Start A New School Year? Restart Continuous Instruction!

A new school year is new because it follows a summer recess and has a different annual number than the last school year. That’s all. If we overdo the concept of “new” and the fresh start to a “new experience”, we damage the reality of a child’s continuous progress toward achieving K-12 learning outcomes. The start of the 2018-19 school year was the last day of the 2017-18 school year.

Schooling for children is a thirteen-plus year experience that is segmented into learning to read, write, and compute and then reading, writing, computing and problem-solving to learn. If it weren’t for their new school clothes in September, children would perceive of schooling as a continuous string of months of school with intermittent recesses. School starts at age 4 or 5 and ends around age 18 with graduation.

Adults, on the other hand, impose different conceptions. Each August or September is a “new” school year with “new” expectations and “fresh” opportunities for learning success. Each fall adults administer tests to understand what a child knows, can do and can resolve “now” and with this “new” information set in motion a “new” year of schooling.
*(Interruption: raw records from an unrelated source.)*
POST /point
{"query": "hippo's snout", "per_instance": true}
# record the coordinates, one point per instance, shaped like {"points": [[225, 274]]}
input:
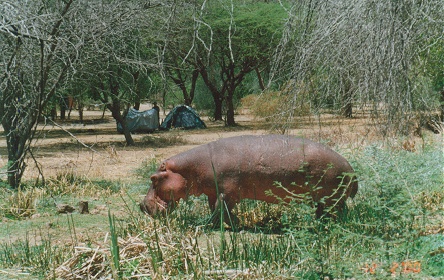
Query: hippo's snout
{"points": [[153, 205]]}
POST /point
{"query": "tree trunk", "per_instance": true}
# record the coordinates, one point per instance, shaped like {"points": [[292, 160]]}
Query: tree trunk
{"points": [[442, 105], [347, 98], [218, 102], [230, 111], [115, 112], [259, 77]]}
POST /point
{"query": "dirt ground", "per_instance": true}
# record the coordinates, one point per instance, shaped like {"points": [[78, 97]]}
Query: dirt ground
{"points": [[96, 150]]}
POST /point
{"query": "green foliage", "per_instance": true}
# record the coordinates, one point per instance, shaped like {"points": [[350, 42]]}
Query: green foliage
{"points": [[395, 218]]}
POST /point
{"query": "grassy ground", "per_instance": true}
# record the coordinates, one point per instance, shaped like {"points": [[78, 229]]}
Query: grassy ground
{"points": [[393, 228]]}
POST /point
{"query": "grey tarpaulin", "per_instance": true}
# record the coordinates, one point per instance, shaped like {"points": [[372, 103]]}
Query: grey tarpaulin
{"points": [[140, 121], [182, 116]]}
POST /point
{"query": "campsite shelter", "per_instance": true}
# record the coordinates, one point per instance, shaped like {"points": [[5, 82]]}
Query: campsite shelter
{"points": [[140, 121], [182, 116]]}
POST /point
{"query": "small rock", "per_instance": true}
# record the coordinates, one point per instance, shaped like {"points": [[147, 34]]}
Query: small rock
{"points": [[64, 208]]}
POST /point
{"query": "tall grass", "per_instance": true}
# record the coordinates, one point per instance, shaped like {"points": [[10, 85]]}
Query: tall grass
{"points": [[393, 228]]}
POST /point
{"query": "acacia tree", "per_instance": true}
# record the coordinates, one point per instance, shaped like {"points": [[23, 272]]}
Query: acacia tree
{"points": [[116, 58], [243, 37], [221, 42], [44, 43], [360, 51], [38, 49]]}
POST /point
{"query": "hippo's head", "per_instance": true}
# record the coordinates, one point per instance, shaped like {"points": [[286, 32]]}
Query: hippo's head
{"points": [[167, 187]]}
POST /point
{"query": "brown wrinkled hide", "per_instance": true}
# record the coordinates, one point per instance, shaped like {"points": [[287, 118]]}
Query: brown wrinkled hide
{"points": [[249, 167]]}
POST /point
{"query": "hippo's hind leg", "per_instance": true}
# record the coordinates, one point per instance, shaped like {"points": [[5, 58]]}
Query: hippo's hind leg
{"points": [[221, 207]]}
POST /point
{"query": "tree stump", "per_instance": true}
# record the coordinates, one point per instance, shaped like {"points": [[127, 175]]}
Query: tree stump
{"points": [[83, 207]]}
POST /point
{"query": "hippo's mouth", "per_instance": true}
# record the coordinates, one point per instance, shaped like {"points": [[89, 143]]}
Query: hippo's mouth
{"points": [[154, 206], [161, 205]]}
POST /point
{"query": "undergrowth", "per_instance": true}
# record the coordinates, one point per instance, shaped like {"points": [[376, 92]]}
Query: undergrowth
{"points": [[392, 228]]}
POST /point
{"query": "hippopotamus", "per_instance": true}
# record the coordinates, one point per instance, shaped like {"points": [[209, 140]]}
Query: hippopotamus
{"points": [[271, 168]]}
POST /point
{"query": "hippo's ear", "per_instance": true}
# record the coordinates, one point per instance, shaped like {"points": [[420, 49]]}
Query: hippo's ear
{"points": [[154, 179]]}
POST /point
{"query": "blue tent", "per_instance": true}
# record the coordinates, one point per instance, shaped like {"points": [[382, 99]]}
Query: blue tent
{"points": [[182, 116], [140, 121]]}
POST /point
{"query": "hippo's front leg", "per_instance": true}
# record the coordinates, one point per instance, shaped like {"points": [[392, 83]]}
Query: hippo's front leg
{"points": [[227, 205]]}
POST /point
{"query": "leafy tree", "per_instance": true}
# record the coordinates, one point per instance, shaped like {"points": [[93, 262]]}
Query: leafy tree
{"points": [[243, 38], [359, 51], [44, 43]]}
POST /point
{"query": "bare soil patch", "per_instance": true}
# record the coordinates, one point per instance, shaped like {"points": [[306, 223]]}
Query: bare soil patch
{"points": [[95, 149]]}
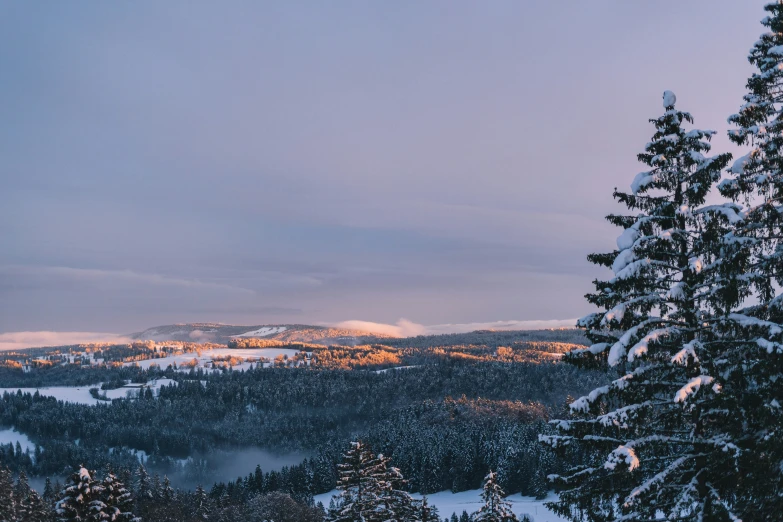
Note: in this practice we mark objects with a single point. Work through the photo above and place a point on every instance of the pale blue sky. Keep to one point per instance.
(267, 162)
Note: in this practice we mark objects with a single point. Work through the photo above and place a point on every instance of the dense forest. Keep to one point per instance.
(452, 413)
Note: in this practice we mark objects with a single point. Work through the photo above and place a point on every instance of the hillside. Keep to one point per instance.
(223, 333)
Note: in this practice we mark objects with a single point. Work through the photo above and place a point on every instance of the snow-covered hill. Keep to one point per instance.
(223, 333)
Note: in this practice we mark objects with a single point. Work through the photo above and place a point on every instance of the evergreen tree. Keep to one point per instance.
(77, 497)
(659, 439)
(49, 491)
(30, 507)
(756, 179)
(495, 508)
(428, 513)
(114, 500)
(201, 503)
(7, 497)
(370, 489)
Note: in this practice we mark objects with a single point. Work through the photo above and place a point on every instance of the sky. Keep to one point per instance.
(442, 162)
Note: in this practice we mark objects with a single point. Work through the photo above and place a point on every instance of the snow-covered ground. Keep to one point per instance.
(13, 436)
(470, 501)
(207, 356)
(263, 332)
(397, 368)
(81, 394)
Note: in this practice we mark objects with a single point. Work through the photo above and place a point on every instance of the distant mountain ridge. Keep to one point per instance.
(326, 335)
(223, 333)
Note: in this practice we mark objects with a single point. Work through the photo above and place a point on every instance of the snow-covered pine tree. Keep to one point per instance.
(115, 499)
(370, 489)
(201, 503)
(756, 179)
(7, 497)
(661, 436)
(428, 513)
(77, 497)
(495, 508)
(49, 492)
(30, 507)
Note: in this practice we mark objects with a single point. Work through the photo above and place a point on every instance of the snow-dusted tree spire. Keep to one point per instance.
(495, 508)
(656, 435)
(756, 179)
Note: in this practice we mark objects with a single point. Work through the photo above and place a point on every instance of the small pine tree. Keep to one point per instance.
(77, 497)
(116, 501)
(201, 503)
(370, 489)
(49, 491)
(495, 508)
(428, 513)
(7, 497)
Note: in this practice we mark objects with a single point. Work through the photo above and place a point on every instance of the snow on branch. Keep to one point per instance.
(692, 387)
(622, 455)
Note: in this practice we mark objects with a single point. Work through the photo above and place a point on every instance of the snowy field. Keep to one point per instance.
(207, 356)
(81, 394)
(470, 501)
(263, 332)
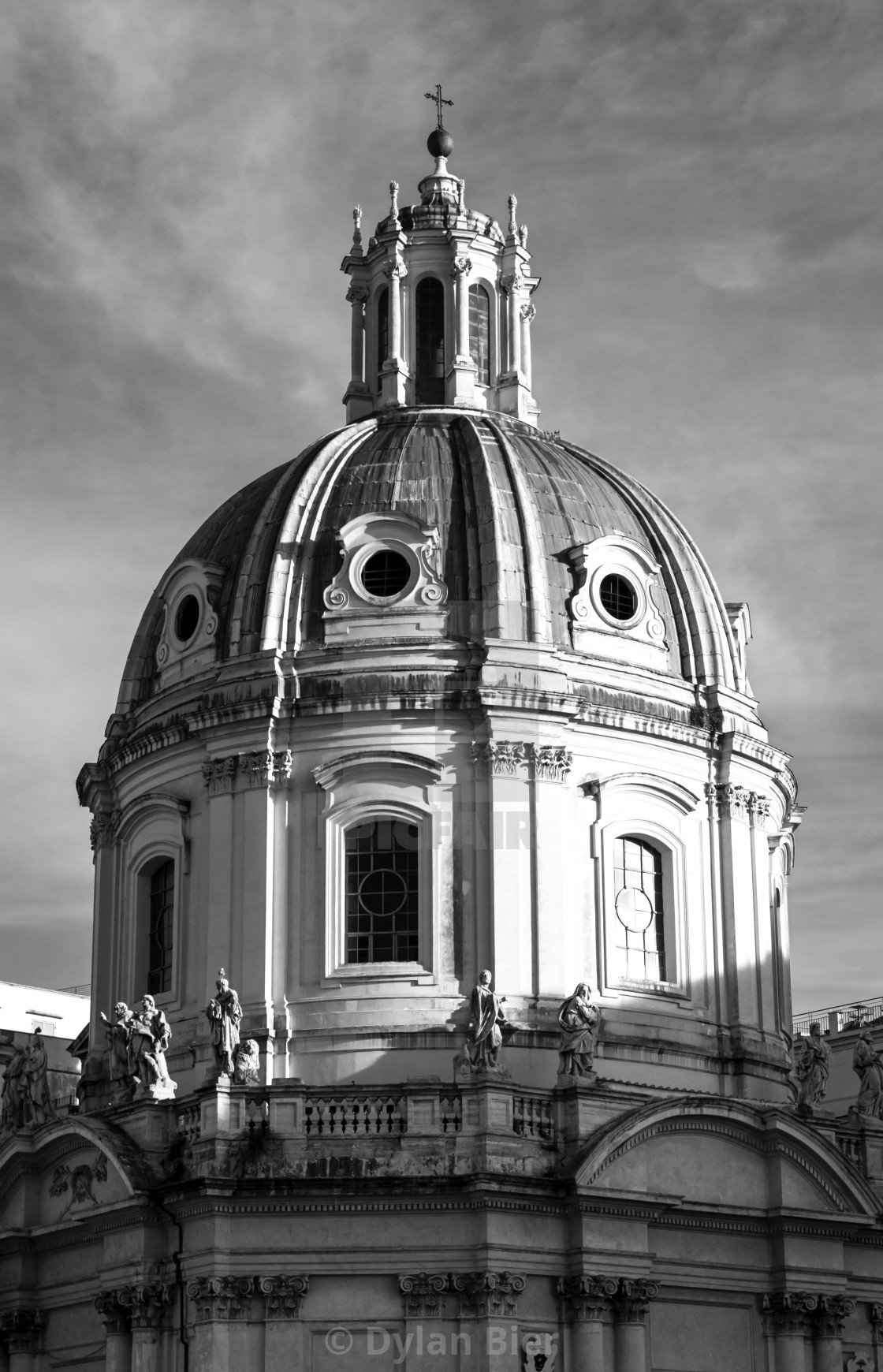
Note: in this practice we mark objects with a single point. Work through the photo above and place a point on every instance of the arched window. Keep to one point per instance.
(159, 928)
(480, 332)
(383, 332)
(639, 915)
(382, 884)
(430, 342)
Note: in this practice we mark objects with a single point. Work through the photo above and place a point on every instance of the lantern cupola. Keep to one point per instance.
(442, 302)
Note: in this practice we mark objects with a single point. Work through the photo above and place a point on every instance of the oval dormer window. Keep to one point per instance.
(187, 619)
(619, 597)
(386, 574)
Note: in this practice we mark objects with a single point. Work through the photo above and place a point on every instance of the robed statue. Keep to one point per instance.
(26, 1097)
(868, 1064)
(486, 1036)
(224, 1014)
(579, 1021)
(810, 1068)
(148, 1038)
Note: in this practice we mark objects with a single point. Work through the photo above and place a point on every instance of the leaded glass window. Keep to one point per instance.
(480, 332)
(430, 342)
(639, 917)
(161, 926)
(382, 891)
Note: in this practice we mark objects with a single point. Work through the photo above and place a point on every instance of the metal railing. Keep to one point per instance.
(836, 1018)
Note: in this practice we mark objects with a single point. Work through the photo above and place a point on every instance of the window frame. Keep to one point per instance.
(339, 821)
(672, 852)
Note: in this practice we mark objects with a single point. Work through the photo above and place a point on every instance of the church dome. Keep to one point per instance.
(509, 506)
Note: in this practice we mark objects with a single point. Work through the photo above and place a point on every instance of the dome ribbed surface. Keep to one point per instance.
(508, 502)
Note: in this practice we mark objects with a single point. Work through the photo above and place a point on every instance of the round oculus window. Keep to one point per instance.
(386, 574)
(187, 619)
(617, 596)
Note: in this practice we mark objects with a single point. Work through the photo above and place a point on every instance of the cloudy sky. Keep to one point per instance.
(702, 188)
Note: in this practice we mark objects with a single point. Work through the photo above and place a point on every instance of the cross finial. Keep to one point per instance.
(439, 102)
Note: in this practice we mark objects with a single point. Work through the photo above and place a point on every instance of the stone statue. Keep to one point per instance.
(118, 1035)
(868, 1064)
(579, 1021)
(247, 1064)
(812, 1068)
(26, 1098)
(148, 1039)
(224, 1014)
(13, 1116)
(486, 1038)
(36, 1083)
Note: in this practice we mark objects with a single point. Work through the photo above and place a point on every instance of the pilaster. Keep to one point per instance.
(147, 1308)
(283, 1303)
(221, 1309)
(586, 1303)
(630, 1307)
(117, 1329)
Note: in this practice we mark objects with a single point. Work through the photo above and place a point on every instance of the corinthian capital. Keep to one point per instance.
(395, 269)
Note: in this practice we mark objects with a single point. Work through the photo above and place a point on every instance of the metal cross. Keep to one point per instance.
(439, 102)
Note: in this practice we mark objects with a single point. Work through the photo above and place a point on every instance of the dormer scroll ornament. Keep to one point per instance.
(497, 758)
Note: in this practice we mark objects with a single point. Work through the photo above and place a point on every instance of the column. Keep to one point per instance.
(829, 1333)
(630, 1307)
(528, 315)
(586, 1301)
(147, 1308)
(510, 285)
(357, 295)
(221, 1327)
(283, 1298)
(20, 1329)
(118, 1349)
(393, 369)
(461, 380)
(786, 1322)
(491, 1301)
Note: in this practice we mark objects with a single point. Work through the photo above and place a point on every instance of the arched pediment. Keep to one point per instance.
(710, 1151)
(66, 1169)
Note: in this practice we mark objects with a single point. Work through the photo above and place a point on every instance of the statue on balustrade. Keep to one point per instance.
(148, 1039)
(26, 1099)
(486, 1036)
(118, 1034)
(247, 1064)
(579, 1021)
(868, 1064)
(810, 1068)
(224, 1014)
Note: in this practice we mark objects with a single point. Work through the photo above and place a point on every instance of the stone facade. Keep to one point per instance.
(441, 637)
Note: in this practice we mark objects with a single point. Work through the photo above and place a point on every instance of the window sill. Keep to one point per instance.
(413, 971)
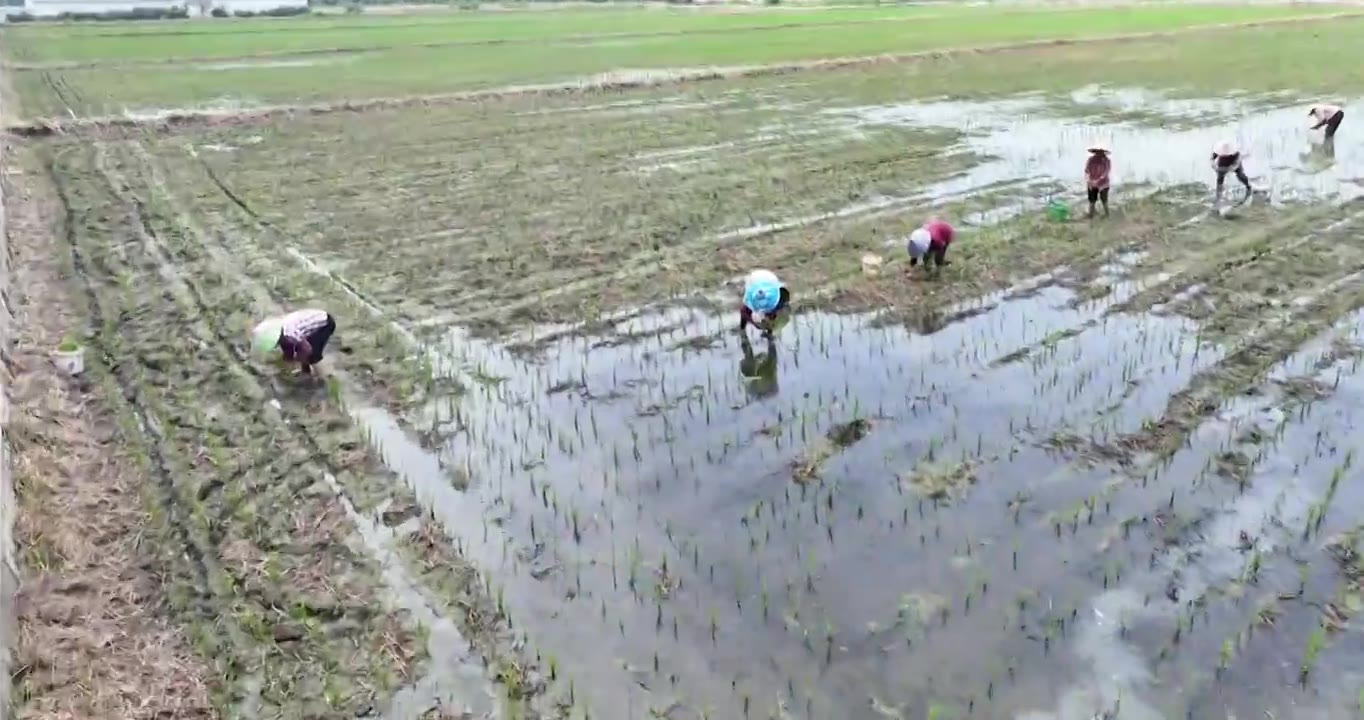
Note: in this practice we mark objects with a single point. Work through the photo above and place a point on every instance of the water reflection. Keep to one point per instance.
(759, 370)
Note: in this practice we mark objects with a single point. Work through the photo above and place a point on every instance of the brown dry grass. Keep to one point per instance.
(92, 636)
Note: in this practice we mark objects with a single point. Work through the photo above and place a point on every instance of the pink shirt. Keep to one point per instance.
(940, 233)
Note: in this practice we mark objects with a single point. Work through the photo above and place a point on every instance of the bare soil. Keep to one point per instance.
(97, 636)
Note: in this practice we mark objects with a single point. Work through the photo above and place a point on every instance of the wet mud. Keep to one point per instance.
(1093, 469)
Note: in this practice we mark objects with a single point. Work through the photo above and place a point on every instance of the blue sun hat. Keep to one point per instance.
(761, 291)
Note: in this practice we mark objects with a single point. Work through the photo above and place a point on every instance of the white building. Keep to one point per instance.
(48, 8)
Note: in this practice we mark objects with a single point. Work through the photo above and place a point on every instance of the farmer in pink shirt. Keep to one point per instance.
(932, 242)
(1327, 116)
(300, 336)
(1095, 175)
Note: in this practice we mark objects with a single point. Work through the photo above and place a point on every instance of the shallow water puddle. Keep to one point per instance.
(1023, 138)
(1195, 584)
(654, 464)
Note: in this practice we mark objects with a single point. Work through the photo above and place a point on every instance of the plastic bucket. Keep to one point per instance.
(1057, 210)
(71, 362)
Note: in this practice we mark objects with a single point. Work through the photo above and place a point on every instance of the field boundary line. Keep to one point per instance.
(603, 82)
(190, 62)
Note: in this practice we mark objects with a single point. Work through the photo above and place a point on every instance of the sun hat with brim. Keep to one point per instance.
(918, 243)
(763, 276)
(763, 295)
(265, 337)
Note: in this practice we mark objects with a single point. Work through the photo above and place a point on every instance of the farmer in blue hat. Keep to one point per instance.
(764, 300)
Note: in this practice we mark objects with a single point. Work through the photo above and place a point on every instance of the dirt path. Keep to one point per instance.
(94, 637)
(606, 82)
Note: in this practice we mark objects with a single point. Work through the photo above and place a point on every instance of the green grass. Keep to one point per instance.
(244, 37)
(920, 26)
(439, 70)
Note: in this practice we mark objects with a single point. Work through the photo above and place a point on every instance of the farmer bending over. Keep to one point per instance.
(1097, 175)
(1327, 116)
(1226, 158)
(302, 336)
(764, 300)
(932, 242)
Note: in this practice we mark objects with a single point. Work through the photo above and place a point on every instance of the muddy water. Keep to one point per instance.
(671, 525)
(667, 457)
(1026, 139)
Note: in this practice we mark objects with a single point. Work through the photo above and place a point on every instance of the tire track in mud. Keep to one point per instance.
(446, 638)
(179, 293)
(602, 83)
(529, 589)
(135, 402)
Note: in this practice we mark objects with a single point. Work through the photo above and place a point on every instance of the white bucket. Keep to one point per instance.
(71, 362)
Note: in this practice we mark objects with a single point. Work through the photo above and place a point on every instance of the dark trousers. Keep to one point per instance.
(318, 340)
(1333, 124)
(1240, 175)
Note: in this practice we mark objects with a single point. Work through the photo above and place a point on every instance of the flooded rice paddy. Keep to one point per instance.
(1110, 480)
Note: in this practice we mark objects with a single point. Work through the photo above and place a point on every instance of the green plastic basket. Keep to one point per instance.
(1057, 210)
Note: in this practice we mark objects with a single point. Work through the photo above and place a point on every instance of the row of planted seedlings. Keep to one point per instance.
(574, 533)
(377, 370)
(1254, 593)
(542, 498)
(550, 248)
(257, 561)
(573, 514)
(764, 597)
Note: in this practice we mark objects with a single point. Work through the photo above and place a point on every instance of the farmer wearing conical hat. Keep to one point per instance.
(300, 334)
(930, 242)
(1097, 175)
(764, 300)
(1226, 158)
(1327, 116)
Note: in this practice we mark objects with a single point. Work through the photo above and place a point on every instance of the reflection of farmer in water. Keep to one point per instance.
(760, 370)
(765, 302)
(1226, 158)
(302, 336)
(930, 242)
(1327, 116)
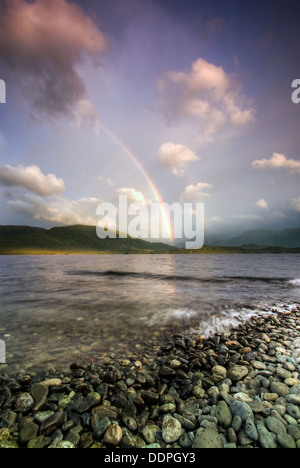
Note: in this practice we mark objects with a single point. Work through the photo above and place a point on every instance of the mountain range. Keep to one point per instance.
(289, 238)
(84, 240)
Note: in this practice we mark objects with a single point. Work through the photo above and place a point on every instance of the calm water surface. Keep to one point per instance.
(56, 309)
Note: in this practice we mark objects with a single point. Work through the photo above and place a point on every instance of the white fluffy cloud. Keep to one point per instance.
(296, 204)
(57, 210)
(175, 157)
(206, 93)
(277, 161)
(31, 178)
(196, 193)
(42, 43)
(262, 204)
(133, 195)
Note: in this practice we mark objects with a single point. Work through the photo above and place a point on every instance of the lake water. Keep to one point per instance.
(57, 309)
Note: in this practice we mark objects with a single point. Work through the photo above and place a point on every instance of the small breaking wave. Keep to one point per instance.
(295, 283)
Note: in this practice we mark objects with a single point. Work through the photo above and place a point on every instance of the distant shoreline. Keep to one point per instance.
(83, 240)
(206, 250)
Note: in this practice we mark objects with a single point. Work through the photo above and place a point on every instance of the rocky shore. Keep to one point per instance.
(232, 390)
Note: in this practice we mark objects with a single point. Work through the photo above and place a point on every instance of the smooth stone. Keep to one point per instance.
(52, 382)
(283, 373)
(236, 423)
(113, 435)
(52, 423)
(266, 439)
(274, 425)
(29, 431)
(39, 442)
(251, 430)
(286, 441)
(293, 411)
(237, 373)
(294, 399)
(62, 444)
(39, 391)
(171, 429)
(84, 405)
(101, 427)
(223, 414)
(24, 402)
(241, 409)
(280, 388)
(209, 438)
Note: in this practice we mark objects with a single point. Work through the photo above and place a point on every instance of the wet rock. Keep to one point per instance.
(52, 423)
(171, 429)
(223, 414)
(113, 435)
(209, 438)
(237, 373)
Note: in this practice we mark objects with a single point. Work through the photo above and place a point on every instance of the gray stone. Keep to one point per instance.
(266, 439)
(223, 414)
(29, 431)
(241, 409)
(286, 441)
(39, 442)
(84, 405)
(274, 425)
(294, 399)
(101, 427)
(251, 430)
(293, 410)
(171, 429)
(209, 438)
(236, 423)
(24, 402)
(280, 388)
(52, 423)
(63, 444)
(237, 373)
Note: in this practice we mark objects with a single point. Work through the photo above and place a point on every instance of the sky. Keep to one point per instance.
(160, 100)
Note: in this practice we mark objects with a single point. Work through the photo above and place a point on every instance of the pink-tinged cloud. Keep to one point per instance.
(31, 178)
(205, 93)
(277, 161)
(41, 42)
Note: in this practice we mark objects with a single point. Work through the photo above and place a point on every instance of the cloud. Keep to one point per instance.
(133, 195)
(262, 204)
(205, 93)
(57, 210)
(106, 181)
(41, 43)
(195, 193)
(296, 204)
(31, 178)
(277, 161)
(175, 157)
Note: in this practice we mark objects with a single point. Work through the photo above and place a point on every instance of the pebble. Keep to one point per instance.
(236, 389)
(171, 429)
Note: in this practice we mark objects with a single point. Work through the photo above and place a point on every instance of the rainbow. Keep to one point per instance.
(151, 184)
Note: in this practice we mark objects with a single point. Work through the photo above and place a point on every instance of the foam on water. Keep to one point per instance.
(295, 282)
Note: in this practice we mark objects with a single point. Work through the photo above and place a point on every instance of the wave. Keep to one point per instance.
(294, 283)
(166, 277)
(220, 320)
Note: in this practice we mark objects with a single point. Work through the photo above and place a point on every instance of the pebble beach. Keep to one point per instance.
(236, 389)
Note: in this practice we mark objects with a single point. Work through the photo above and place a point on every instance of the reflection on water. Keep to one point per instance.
(63, 308)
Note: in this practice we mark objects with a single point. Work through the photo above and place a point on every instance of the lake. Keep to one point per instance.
(57, 309)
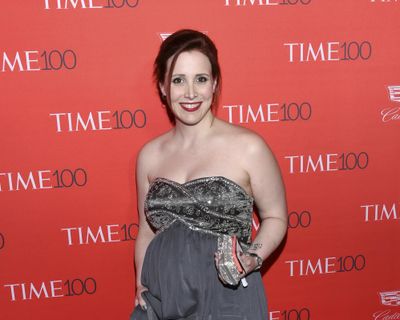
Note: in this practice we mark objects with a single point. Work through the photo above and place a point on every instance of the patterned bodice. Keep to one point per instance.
(212, 204)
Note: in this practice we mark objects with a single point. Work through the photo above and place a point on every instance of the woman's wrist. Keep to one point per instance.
(259, 261)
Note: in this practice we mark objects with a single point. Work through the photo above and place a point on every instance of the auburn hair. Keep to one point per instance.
(178, 42)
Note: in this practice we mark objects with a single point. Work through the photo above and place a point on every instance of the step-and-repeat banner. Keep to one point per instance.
(318, 79)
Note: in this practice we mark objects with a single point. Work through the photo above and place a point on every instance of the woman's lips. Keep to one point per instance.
(190, 106)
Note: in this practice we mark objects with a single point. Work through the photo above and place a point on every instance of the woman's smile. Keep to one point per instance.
(190, 106)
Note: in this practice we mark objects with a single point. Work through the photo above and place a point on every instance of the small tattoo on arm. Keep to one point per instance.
(256, 246)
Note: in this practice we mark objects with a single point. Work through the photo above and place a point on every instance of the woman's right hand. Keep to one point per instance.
(139, 300)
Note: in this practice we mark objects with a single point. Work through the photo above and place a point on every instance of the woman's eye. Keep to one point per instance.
(177, 80)
(202, 79)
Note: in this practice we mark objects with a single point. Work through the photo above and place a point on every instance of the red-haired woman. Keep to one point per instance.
(197, 185)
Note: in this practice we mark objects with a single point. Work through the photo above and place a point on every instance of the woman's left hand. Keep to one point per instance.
(248, 262)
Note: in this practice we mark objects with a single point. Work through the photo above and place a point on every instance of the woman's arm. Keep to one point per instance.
(145, 234)
(269, 194)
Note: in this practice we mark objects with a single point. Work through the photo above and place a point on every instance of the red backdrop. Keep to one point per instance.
(319, 80)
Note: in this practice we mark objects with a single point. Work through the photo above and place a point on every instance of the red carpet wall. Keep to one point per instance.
(319, 80)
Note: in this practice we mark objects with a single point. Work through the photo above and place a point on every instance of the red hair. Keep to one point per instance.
(178, 42)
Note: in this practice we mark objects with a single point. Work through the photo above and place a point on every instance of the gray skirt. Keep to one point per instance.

These impositions are made for adult reasons, not children’s reasons. It is adults who need “new” and “fresh” starts.

Notwithstanding that a child grows and matures and has interesting living experiences in the months of a summer recess, the continuum of academic learning does not change much as a result of summer vacation. A child’s academic skills seldom jump forward during these ten to twelve weeks. Instead, many children suffer academic regression because they do not read, write, compute or resolve academic problems during the recess. Perhaps, the proper look in Spetember is not forward but backward, as in “what learning do we need to refresh before we can instruct new learning.”

Instead of touting “new” and expecting that September’s new assessments will differ greatly from last May’s assessments, children are better served when this September’s teachers confer with last May’s teachers to assure an intentional continuity of instruction of learning for every child. That is, a frank discussion of each child’s academic abilities and needs for successful learning not just a comment about their class as a whole. The learning preferences children display seldom change as a result of the summer recess. Instead of taking weeks to personally identify a child’s learning styles, teachers talking to teachers can catapult instruction forward in the early days of the new school year.

We make a great fuss about the “new” school year. If the fuss does not create a more efficient and effective continuity of learning, the first day of school is the “new” school year. Welcome back! Now, on the second day of the new school year, let’s get on with the continuity of learning.